12/06/2016 por Márcio Bastos

Angry Birds – O Filme

Passarinhos nervosos ganham as telas com público infantil como principal alvo do estilingue

Chuck, Red e Bomba. (Foto: Divulgação)

Chuck, Red e Bomba. (Foto: Divulgação)

Atualmente, a nova tendência dos estúdios para faturar alto nas bilheterias tem sido adaptar games para a telona. Prevenindo-se de uma possível saturação das adaptações de HQs, os engravatados já estão correndo atrás de novos hits. E o público infantil também está no alvo do estilingue.

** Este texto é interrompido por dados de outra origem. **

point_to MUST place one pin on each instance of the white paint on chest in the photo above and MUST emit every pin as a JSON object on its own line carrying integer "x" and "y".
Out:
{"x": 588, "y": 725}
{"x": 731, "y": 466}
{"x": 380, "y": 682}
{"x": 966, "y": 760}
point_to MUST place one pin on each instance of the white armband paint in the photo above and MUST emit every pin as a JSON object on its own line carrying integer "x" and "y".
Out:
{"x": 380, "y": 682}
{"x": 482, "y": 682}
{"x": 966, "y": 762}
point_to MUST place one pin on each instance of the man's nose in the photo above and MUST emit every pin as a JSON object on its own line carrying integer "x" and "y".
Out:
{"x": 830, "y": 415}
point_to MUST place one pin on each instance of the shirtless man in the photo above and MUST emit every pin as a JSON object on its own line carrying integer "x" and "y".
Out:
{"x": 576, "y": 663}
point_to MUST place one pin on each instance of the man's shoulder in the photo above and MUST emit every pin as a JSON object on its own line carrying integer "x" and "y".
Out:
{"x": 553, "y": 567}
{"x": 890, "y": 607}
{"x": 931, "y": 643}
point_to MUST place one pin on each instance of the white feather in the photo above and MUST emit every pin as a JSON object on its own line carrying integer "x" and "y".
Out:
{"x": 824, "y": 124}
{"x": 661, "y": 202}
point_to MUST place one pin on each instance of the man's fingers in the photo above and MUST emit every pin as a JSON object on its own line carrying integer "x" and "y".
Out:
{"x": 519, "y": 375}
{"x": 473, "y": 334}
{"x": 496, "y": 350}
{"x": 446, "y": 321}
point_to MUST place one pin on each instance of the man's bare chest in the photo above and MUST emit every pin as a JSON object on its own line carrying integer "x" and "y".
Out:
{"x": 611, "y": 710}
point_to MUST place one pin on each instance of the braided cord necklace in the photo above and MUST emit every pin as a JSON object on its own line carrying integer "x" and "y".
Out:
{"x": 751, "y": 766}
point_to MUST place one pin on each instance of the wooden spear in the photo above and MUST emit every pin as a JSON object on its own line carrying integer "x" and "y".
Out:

Em cartaz, ANGRY BIRDS – O FILME é um dos que seguem essa tendência. Tá certo que ele é apenas uma adaptação animada de joguinho de celular e passa longe de estar entre ambiciosas produções como WARCRAFT – O PRIMEIRO ENCONTRO DE DOIS MUNDOS e do vindouro ASSASSIN’S CREED, que será estrelado por Michael Fassbender e Marion Cotillard.

Ainda assim, soma em torno de US$ 150 milhões nas bilheterias mundiais. Nada mal para uma produção que, investindo pesado em marketing e distribuição, continua arrecadando sem freio.

O jogo de destruir tudo com passarinhos acredito que todo mundo conhece. Um dos primeiros games de sucesso dos smartphones chega aos cinemas com o desafio de mostrar uma história que até então nunca existiu de verdade. Sem inventar demais, encontraram um caminho – cheio de clichês, é verdade – que pelo menos para a meninada tem sido aprovadíssimo.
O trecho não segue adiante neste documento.